Should I use three NCU commands and launch at the same time, like
ncu --set full -f out1 python f1.py &
ncu --set full -f out2 python f2.py &
ncu --set full -f out3 python f3.py
Or use a bash script with --target-processes all
, like
# mybashscript
python f1.py &
python f2.py &
python f3.py
then ncu --set full -o out --target-processes all bash myscript.bash
Best
Max
Are the three models running on a single GPU or across multiple GPUs?
I think for such a use case Nsight Systems will be useful. You could use GPU metrics supported in Nsight Systems.
Hi Sanjiv,
Sorry I didn’t make it clear.
I aim to run these processes on a single device, A100, and I aim to profile the interference on SMs and Memory bandwidth. (If L2 hit rate available, that will be greater.)
First question: Can Nsys help me profile memory usage?

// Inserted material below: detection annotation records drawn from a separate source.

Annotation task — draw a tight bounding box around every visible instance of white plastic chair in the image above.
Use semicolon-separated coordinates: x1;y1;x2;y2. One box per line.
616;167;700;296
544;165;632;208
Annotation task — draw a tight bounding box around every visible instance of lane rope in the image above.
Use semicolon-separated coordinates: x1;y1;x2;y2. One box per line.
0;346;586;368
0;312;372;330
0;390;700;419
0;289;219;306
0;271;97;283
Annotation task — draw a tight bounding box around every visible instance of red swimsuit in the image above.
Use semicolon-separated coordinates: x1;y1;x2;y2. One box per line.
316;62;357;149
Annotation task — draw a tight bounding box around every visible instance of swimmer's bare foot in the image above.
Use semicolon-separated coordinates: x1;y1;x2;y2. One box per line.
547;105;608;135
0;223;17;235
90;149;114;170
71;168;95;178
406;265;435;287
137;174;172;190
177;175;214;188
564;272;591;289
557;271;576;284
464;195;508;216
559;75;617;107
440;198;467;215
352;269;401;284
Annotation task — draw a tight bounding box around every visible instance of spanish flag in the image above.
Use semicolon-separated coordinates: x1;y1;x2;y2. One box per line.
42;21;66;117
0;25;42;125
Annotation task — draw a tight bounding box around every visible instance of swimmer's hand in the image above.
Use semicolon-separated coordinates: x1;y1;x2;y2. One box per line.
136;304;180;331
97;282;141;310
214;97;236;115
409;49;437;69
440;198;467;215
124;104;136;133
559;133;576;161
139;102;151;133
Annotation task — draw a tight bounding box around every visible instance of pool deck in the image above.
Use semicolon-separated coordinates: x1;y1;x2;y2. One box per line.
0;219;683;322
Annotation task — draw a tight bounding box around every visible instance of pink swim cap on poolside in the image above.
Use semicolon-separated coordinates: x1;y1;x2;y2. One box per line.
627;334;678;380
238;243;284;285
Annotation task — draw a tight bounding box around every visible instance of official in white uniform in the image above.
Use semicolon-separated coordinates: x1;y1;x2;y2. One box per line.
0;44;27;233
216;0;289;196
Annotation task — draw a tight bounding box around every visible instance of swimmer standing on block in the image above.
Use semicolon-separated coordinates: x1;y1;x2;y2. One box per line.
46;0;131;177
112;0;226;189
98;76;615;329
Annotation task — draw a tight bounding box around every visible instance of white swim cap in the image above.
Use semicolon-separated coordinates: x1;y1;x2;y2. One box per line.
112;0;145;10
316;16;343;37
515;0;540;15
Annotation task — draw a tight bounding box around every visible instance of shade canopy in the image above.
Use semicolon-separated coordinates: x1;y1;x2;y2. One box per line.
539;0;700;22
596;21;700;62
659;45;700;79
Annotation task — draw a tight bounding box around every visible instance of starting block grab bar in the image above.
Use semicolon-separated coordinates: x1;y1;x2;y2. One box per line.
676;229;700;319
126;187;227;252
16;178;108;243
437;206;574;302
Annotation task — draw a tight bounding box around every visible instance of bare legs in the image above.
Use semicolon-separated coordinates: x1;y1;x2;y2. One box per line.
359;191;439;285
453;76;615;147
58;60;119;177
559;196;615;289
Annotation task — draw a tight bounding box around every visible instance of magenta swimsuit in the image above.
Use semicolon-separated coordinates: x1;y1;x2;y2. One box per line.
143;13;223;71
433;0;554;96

Second question: If I have to use NCU, can NCU profile these processes at the same time?
Best
Tianyu
Yes. The nsys –cuda-memory-usage option can be used to track GPU memory usage by CUDA kernels.
NCU can profile CUDA kernels launched by a application and all its child processes when the –target-processes all option is used. For this you can use a bash script as you mentioned earlier.